Tuesday, December 23, 2008

You Are Facing Foreclosure? Now What?

You Are Buried Under Your Mortgage, Now What?

For any number of reasons many homeowners find themselves in the position of either being late on their mortgage or about to be late. There could be a death of the breadwinner, loss of a job, an adjustable mortgage, divorce, loss of a tenant in an investment property and the list goes on.

Prior to going into the foreclosure process, there are other steps that should be considered in dealing with the lender and the mortgage they hold on your property. Some may delay the process, others will avoid it, but in the end the borrower will likely lose the house.

  • Deed in Lieu - this is a process in which the homeowner simply turns the keys to the house (deed) over to the lender and no foreclosure needs to take place.

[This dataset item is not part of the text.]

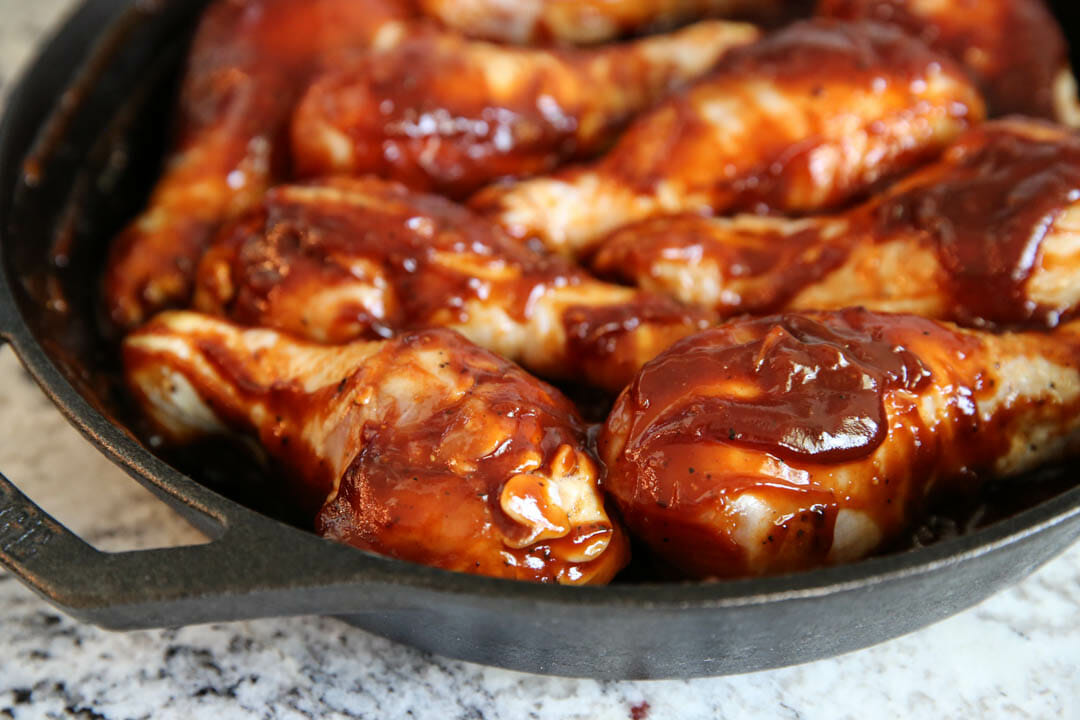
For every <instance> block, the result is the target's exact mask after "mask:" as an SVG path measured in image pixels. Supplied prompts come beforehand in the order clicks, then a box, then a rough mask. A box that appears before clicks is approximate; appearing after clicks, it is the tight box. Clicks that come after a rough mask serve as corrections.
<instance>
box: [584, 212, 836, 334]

The bank has to agree to it, and procedures need to be followed. It is quick and relatively clean.
  • Forbearance - in a forbearance the bank allows the borrower to make up the amount that they are behind a little bit every month in addition to their normal mortgage payment. The little "secret" here is that if the homeowner was unable to make the original payment, how are they going to make that payment plus a little more? The answer is that they may be able to for a little while, but will stand a good chance of facing foreclosure down the road.
  • Bankruptcy - if the borrower declares bankruptcy, there are legal proceedings that can definitely slow down the foreclosure process, and for borrowers who know the ins and outs of the process they may be able to delay it for a significant amount of time.
  • Modification - in a modification the lender, due to a documented hardship on the part of the borrower, may "modify" the terms of the mortgage, reduce the interest rate, add the amount delinquent onto the back of the loan and in some cases reduce the principle amount owed. All of this is done in order to reduce the payment to an amount the borrower can afford and avoid the foreclosure process which is not good for either borrower or lender. It has been shown recently, however, that many borrowers going through the modification process will end up being foreclosed on anyway.
  • Short Sale - in a short sale, the lender is simply willing to less to satisfy the mortgage than the amount that is actually owed on it. In the long run for the lender, it will most likely save them time and money by avoiding the foreclosure process. As the manager at a firm that I was trading bonds for once said, your first loss is your best loss.

All in all the best action is to speak with your lender and try to negotiate the best terms that you possibly can and to make the best of what is certainly a bad situation.

“Yesterday is history, tomorrow is a mystery, today is God's gift, that's why we call it the present.” Joan Rivers

“Yesterday is a canceled check; tomorrow is a promissory note; today is the only cash you have - so spend it wisely” Kay Lyons


  1. Your article was featured in the 52 Week Experiment’s Weekend Edition: http://www.the52weekexperiment.com/2009/01/weekend-edition.html

    For some reason, most of my Christmas dinner was spent talking about short sales. I guess that's what happens when you put too many bankruptcy attorneys and real estate agents at one table.

    I completely agree that you should always try to improve your position through negotiation.

    Again, thank you for the submission.

  2. Thanks for the mention in your blog. Happy New year.